Re: developer status again
On Friday 30 October 1998, at 14 h 4, the keyboard of Martin Schulze
<joey@finlandia.Infodrom.North.DE> wrote:
> d) If you want to speed up things, why don't you work on things that
> are really urgently needed?
...
> Work on this and present us with solutions and then come back and
> nag the people who are trying to resolve these issues instead of
> processing a new maintainer who would - in the worst case - only
> introduce new bugs.
If I understand you, you suggest that just adding new packages is more trouble
than benefit? Like (I'm sure) most of the Debian "developers" (I prefer to
call myself a packager) it's the only thing I do. Because, if I screw things
up, I will only break my packages. Give the root password on master to me,
with the responsability... say to manage a real freeze, and Debian will be
history.
It's probably the same for many people: there are a lot of guys (and gals, is
there one in Debian?) which can take care of their own packages: it's quite
simple, your failures will be limited in effect, and you can learn and, may
be, one day, you will have learn enough to work in the core of Debian.
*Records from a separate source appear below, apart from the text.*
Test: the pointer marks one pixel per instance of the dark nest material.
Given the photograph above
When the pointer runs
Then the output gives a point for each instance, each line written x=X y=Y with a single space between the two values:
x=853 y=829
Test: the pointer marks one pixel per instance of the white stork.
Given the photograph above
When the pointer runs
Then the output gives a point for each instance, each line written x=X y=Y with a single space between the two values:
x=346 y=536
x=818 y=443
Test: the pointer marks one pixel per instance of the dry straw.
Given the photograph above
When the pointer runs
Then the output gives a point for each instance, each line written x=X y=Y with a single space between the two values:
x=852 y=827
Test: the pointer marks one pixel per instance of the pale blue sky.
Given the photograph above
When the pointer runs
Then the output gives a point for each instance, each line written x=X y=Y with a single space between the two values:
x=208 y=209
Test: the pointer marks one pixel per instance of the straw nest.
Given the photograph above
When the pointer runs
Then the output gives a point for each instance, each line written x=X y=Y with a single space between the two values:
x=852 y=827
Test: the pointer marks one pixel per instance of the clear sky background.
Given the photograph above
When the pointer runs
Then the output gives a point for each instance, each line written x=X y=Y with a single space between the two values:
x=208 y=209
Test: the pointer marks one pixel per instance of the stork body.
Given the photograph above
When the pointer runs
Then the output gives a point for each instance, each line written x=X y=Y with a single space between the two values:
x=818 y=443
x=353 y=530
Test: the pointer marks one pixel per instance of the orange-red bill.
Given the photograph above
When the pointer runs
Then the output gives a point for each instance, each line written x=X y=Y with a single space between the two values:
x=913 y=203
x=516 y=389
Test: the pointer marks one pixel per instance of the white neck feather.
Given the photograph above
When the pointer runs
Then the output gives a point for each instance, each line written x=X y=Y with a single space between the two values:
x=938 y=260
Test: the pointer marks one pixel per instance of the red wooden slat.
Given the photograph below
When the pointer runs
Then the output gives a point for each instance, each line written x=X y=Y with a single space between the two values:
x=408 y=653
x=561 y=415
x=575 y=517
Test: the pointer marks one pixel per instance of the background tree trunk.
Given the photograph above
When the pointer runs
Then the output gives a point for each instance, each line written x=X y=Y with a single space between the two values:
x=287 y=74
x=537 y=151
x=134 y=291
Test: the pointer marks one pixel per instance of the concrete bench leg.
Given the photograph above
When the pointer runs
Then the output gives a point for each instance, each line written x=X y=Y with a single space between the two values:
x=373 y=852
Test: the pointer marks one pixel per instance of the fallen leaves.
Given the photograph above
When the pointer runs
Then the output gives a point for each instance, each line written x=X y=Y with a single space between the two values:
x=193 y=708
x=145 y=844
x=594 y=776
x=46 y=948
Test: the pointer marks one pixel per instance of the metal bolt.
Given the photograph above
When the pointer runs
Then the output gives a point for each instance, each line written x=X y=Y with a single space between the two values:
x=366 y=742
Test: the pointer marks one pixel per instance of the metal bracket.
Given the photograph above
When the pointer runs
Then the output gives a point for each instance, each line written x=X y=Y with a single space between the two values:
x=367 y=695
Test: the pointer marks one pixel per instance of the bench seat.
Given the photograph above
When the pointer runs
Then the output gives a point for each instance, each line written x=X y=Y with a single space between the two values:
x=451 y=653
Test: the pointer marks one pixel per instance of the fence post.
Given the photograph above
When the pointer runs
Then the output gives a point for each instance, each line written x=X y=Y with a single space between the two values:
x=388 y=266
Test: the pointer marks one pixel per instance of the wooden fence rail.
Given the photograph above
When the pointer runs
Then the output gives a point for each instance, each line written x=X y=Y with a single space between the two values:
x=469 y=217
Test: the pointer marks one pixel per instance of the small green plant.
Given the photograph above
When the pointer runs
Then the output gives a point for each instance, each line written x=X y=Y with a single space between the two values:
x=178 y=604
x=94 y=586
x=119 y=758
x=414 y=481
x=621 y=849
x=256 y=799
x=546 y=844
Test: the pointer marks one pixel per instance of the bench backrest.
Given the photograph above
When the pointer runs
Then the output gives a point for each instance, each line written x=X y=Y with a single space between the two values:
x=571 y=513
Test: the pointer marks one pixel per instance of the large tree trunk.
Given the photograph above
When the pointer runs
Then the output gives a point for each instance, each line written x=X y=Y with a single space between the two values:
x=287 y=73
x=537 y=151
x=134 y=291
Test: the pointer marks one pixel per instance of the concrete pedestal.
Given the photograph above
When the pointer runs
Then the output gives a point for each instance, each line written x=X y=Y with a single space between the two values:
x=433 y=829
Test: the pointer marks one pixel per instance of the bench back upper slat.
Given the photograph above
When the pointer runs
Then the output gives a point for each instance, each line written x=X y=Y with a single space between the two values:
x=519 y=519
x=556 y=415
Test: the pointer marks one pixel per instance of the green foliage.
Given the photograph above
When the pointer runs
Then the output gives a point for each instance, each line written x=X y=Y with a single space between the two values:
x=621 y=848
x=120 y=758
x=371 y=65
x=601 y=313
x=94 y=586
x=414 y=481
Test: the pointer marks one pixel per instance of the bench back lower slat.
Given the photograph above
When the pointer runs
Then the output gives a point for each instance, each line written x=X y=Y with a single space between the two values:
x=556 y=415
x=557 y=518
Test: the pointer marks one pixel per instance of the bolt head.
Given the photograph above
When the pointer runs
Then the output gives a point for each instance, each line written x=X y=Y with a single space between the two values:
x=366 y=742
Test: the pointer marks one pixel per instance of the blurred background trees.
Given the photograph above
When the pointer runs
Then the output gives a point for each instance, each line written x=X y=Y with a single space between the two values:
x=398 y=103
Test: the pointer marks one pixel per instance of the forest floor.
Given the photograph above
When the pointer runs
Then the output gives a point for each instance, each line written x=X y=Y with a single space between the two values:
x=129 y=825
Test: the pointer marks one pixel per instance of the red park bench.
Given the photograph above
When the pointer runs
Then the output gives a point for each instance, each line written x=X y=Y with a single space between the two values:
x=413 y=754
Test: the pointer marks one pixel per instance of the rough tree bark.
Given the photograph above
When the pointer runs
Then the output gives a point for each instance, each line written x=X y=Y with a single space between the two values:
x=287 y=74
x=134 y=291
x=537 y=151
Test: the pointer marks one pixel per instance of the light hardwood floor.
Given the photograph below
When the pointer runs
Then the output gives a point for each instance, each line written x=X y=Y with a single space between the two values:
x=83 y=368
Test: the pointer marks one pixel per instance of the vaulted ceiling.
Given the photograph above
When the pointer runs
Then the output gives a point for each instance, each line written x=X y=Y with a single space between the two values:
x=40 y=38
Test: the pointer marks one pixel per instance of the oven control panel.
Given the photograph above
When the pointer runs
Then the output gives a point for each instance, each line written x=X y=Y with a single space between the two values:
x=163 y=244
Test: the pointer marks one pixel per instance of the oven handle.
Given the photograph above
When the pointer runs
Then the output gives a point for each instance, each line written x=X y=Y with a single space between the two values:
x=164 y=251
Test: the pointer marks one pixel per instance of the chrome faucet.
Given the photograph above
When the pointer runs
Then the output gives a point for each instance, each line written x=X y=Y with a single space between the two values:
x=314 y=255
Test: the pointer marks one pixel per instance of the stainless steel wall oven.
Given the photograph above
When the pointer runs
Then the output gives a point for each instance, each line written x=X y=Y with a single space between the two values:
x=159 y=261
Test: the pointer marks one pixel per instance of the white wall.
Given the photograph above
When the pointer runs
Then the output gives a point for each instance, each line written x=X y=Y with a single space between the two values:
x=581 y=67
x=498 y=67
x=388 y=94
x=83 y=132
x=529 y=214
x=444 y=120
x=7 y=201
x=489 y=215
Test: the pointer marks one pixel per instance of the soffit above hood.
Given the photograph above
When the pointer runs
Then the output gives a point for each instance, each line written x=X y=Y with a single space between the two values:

I just
begin to understand what tremendous work and responsability it is. I'm sure
that an offer such as yours should be limited to people with >= 1.5 years of
active Debian work.
In the mean time, people who want to join and learn should be, IMHO, accepted,
as long as they understand that there are ordinary packagers, packagers of
very important packages, where errors break many others (the mess in X11
fonts) and core developers (I still understand nothing about the way dpkg
works). IMHO, people who work on the core are better helped when we leave them
alone than when a newbie "tries to help" (the worst thing when you have a
deadline).
> Please pick packages with long-standing open bugs and *FIX THEM*
> before just spreading junk.
Note that I do it, like several people, but, if the maintainer do not accept
them or is simply overworked and let them stall, I don't feel confident enough
to make a NMU (otherwise, I would patch netatalk a lot!).